7. Mr. A Allam, counsel for the respondent No. 1 placed reliance on a decision in Radhe Shyam Singh v. State of Bihar and Ors., 2001 (1) PLJR 451 and submitted that action of the respondents, in acting on the basis of pre-employment Medical Examination Report, which was contrary to the date of birth recorded in the school leaving certificate, was not proper. The A.P.O. H.Qrs. had already verified the original school leaving certificate, and thereafter the authorities cannot, at this stage, be allowed to fall back on the declaration that the respondent No. 1 might have made at the time of initial appointment. Further the pre-employment Medical Examination Report can also be taken as proof of age of the employee concerned.
8. In our opinion, in respect of the proof of date of birth, the date recorded in a matriculation certificate and in a school leaving certificate cannot be treated at a par, In respect of the date of birth mentioned in the matriculation certificate, unless there is a doubt of genuineness of the certificate itself, no other proof is required and it is conclusive proof to establish the date of birth. On the other hand a school leaving certificate, unless proved in accordance with law, its authenticity cannot be accepted without proof.

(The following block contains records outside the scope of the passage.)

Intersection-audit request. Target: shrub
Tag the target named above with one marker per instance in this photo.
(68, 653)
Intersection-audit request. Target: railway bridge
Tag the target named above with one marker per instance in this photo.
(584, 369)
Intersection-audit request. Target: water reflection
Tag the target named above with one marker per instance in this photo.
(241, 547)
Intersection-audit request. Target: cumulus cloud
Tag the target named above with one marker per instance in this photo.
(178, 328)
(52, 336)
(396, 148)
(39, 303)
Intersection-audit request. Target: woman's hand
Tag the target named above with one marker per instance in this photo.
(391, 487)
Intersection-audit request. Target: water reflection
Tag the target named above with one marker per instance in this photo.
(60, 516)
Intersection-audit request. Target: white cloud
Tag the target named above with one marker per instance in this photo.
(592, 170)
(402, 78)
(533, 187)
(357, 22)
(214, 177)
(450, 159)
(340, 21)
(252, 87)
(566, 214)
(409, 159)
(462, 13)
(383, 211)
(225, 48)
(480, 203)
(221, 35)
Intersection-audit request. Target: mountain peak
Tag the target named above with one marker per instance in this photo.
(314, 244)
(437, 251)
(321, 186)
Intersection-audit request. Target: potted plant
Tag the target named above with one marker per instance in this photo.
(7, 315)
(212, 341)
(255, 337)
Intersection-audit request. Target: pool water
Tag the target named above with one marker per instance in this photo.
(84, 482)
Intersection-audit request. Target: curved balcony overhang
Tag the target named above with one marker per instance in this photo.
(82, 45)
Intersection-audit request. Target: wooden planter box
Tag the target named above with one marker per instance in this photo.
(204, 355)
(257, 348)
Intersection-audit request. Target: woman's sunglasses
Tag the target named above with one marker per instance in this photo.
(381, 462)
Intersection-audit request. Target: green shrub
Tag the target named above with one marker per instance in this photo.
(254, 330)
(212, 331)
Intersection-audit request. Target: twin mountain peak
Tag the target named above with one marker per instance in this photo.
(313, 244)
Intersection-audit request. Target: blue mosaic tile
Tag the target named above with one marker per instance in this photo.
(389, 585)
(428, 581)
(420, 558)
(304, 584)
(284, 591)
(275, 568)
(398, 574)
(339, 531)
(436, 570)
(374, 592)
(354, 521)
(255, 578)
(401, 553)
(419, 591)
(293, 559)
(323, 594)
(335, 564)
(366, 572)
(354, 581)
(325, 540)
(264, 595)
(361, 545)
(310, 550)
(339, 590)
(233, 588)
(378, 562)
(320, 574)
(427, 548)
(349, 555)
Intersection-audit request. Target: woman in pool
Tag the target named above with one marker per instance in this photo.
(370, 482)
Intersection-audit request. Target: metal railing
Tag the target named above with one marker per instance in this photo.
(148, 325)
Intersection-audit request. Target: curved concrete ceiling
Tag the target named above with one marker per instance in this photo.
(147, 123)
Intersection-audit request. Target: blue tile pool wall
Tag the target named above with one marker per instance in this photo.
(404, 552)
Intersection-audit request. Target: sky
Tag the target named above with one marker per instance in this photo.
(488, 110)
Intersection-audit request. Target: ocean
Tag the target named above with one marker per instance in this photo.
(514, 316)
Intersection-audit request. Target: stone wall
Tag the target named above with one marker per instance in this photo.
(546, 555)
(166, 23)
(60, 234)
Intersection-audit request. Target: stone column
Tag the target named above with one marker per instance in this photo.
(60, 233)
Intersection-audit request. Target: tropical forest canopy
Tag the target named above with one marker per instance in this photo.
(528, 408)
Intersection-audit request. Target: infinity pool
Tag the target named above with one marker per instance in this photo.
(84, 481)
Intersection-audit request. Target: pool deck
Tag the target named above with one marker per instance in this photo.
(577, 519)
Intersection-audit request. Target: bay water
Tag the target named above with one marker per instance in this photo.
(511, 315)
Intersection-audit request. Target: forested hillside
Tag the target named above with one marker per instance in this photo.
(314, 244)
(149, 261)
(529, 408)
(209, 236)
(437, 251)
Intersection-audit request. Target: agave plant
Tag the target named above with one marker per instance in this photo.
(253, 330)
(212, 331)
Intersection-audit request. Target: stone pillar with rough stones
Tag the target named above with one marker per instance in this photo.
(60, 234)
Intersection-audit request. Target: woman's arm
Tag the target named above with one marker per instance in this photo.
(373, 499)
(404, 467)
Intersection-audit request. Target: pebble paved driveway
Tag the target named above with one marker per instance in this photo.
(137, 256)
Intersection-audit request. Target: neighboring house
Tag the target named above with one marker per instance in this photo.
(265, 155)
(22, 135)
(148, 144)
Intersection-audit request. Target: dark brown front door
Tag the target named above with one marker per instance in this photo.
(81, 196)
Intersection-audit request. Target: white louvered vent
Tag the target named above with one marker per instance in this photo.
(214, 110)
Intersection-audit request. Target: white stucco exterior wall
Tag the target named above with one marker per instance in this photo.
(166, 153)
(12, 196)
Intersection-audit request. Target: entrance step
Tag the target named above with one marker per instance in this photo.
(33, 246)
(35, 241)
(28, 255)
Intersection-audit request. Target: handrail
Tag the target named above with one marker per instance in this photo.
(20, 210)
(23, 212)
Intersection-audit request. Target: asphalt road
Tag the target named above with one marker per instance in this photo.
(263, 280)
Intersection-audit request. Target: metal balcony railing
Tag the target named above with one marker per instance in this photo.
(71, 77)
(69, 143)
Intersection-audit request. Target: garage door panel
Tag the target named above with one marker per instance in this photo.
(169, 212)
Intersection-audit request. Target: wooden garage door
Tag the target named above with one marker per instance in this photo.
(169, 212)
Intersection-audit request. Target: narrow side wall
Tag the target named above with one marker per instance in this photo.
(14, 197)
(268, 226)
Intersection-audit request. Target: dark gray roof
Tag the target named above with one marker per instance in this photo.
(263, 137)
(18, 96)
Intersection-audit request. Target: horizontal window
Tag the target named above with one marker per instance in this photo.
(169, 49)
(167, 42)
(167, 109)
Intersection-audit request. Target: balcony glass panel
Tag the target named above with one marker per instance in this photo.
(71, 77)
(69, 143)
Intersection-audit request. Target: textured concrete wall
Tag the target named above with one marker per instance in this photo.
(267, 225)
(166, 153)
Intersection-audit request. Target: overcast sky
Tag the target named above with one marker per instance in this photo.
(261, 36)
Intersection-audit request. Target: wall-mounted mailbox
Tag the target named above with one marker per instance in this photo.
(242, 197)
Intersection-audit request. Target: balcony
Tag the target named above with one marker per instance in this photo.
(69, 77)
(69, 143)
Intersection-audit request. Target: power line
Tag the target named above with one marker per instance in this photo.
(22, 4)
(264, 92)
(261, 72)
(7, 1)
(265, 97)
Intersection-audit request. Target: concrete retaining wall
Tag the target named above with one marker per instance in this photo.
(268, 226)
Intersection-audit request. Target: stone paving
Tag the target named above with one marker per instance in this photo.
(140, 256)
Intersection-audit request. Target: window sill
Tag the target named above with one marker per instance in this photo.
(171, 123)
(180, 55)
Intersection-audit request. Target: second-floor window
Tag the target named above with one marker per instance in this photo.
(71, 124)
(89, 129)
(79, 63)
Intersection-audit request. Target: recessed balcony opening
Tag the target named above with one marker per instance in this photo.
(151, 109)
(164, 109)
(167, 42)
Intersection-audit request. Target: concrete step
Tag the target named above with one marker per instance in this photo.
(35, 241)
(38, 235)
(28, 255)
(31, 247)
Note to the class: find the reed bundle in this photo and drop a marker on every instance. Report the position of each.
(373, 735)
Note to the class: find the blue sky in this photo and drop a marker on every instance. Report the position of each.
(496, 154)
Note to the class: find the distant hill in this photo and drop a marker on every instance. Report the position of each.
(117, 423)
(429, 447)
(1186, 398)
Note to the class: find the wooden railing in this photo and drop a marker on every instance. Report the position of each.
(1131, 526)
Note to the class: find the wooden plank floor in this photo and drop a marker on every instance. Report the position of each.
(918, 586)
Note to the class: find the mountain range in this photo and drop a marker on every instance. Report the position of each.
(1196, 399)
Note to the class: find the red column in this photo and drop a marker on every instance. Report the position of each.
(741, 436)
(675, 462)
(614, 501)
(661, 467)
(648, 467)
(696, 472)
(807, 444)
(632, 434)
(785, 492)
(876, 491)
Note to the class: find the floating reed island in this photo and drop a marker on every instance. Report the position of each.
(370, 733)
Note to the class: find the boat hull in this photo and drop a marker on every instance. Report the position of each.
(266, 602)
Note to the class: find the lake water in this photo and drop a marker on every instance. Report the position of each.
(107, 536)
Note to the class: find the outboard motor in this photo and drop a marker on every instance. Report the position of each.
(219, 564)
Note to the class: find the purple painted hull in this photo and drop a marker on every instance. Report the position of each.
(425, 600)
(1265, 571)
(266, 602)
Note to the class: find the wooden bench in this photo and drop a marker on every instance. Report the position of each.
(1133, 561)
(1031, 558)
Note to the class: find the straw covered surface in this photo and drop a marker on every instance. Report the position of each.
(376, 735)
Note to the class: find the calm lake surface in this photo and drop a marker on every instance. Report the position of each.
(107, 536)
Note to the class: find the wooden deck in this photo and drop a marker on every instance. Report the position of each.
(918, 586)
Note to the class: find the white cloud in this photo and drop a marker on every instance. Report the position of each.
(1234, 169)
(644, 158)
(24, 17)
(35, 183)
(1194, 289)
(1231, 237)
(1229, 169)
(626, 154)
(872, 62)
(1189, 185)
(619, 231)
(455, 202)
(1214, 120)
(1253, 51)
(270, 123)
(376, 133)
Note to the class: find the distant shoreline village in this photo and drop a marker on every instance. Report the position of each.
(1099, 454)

9. Unfortunately, in the matriculation certificate produced by the respondent No. 1, her date of birth was not mentioned. As per the prevalent practice at the relevant time, in the case of female candidates, her date of birth was not mentioned in the matriculation certificate. Hence the respondent No. 1 was not in a position to establish her date of birth on the basis of the said matriculation certificate. Faced with such situation, she obtained the school leaving certificate in proof of her date of birth, which could have only been accepted, if the authorities were satisfied about its genuineness as well as proper proof in accordance with law. The respondent No. 1, in our opinion, was at liberty to move the appropriate forum for redressal of her grievances in accordance with law, elsewhere. Such dispute cannot be decided under Article 226 of the Constitution of India.
10. In such a situation, remittance of the matter to the authorities of the Corporation would not serve the purpose of the respondent No. 1. The corporation, did not accept her date of birth in the year 1948 and her age (32 years in the year 1977) mentioned in the Personal Data Form was directed to be continued.
11. We are, therefore, of the view that the respondent No. 1 was not entitled to get any relief from this Court under the writ jurisdiction and on being aggrieved by the direction of the Corporation dated 19.10.2000, she was required to go before an appropriate forum elsewhere for redressal of her grievance.
12. We, therefore, decline to interfere with the aforesaid direction dated 19.10.2000 and set aside the impugned order dated 10.4.2003, passed by the learned Single Judge.
In the result this appeal in allowed.